IMVVHO, and I have probably got it wrong, yet again..

Best wishes


Martin

[ckelloug]

Martin,

You are absolutely right. That's what I get for not checking the hand book or integrating it out again. Oops!

I'll correct my post.

[walter]

I tested the 14.5% sample from post #1283.

Very poor performance, only 10 ft*lb, but at least we know that epoxy sticks to the aggregates.

This was pretty much expected, these aggregates came from Home Depot and aquarium store- you get what you pay for...
_

[ckelloug]

Awesome Walter,

The picture shows that it broke down the middle of the aggregates like you said. That means the matrix effectively carried the load to the aggregates. I suspect that aggregate much less than twice the void size are probably completely ineffective so I assume that the only aggregate which was particularly effective was the really large stuff.

DAK3333, the materials chemist, thinks that carbon black is probably the wrong dispersion hardener for this material. I'm thinking it's adsorbing some of the hardener. He's thinking silica fume is more appropriate here. I'm thinking along the lines of Cabot TS-530 or TS-610 silica fume or equivalent. Given that you don't have silica fume in stock, I'd suggest dropping the carbon black if you happen to make any more samples any time soon until we can figure out what to replace it with and how much.

The message I take form this test is that either much better deairing is needed either via a vacuum pump and/or additives or much bigger and stronger aggregate must be used.
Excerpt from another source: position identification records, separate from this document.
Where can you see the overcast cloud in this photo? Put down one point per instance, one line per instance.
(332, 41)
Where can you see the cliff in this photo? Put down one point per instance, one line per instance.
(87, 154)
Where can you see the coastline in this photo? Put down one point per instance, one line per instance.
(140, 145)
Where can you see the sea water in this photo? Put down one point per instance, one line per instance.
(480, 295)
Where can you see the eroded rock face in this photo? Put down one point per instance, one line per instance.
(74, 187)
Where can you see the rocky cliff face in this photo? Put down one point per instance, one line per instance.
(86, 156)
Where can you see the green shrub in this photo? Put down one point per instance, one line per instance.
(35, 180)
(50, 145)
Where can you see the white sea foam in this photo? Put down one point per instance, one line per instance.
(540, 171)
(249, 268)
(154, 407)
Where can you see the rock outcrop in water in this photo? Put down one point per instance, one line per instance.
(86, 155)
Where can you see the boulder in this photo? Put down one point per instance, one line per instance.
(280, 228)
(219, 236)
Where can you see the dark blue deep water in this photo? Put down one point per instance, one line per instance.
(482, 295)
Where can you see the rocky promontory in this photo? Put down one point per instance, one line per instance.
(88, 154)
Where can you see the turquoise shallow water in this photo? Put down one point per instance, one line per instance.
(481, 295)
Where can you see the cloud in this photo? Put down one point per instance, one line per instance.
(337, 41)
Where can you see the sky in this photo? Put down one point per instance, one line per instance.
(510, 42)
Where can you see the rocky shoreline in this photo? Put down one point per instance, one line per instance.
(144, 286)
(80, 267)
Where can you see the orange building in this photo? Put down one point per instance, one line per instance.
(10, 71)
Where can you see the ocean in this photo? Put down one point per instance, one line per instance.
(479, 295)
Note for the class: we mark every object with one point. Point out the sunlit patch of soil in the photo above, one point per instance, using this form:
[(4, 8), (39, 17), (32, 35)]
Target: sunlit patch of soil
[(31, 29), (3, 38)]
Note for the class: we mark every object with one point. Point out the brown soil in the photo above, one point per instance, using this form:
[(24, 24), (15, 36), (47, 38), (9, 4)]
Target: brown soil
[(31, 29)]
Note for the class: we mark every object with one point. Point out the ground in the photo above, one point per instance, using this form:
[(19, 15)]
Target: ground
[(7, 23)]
I might also try the technique suggested by harryn and wash the aggregate in 91% grade rubbing alcohol.

One last thing: You take great pictures but if you have a ruler, it would be a great thing to put in the picture so the rest of us can get the scale of features.

Finally, I spent the day trenching for sprinklers but I'm about 75% done and should have sprinklers down and be starting on sod by Tuesday along with the concrete approach for my workshop.

[walter]

Cameron, you are a lifesaver.. That Agsco is a goldmine!

Just check out these gems, my goodness...

(did I mention they are 99.5% Quartz??)

I'm not going to be able to sleep tonight. :cheers:

[ckelloug]

So,

Whatcha got? Itty bitty sand and great big rocks? What sizes are they?

[walter]

What sizes are they?

0.06-0.13mm
0.25-0.50mm
0.80-1.70mm
5.00-15.0mm

(angular shape)

[ckelloug]

That Quartz looks great! Good catch on finding it in the catalog. I missed it. I think I'd like to try some of the #3/0 stuff when I get my act together. The #3/0 is rather close to the NISS profile but it will suck tremendously badly without some serious deairing.

I'm anxiously awaiting your results and furiously digging for sprinkler pipes.

[harryn]

Hi - just a quick FYI. I do some business development consulting for a small material supplier, and had a chance to spend quite a bit of time this past week with one of their chemist. Before you get too excited, language was a barrier that we worked hard to overcome.

In any event, it appears that the pro s consider vacuum degassing of adhesives / epoxy / silicones to be "commonly known normal good practice". Sort of like opening the wrapper of a candy bar before eating it.

Most of the other stuff I learned from him had more to do with resistance to UV light chemistry, so it really does not apply here.

[ckelloug]

Harry,

Let me be the first one to flippantly say "That Sucks!"

It's an excellent contribution to making progress on E/G however. Back to E-bay to search for vacuum ovens.

--Cameron

[harryn]

Harry,

Let me be the first one to flippantly say "That Sucks!"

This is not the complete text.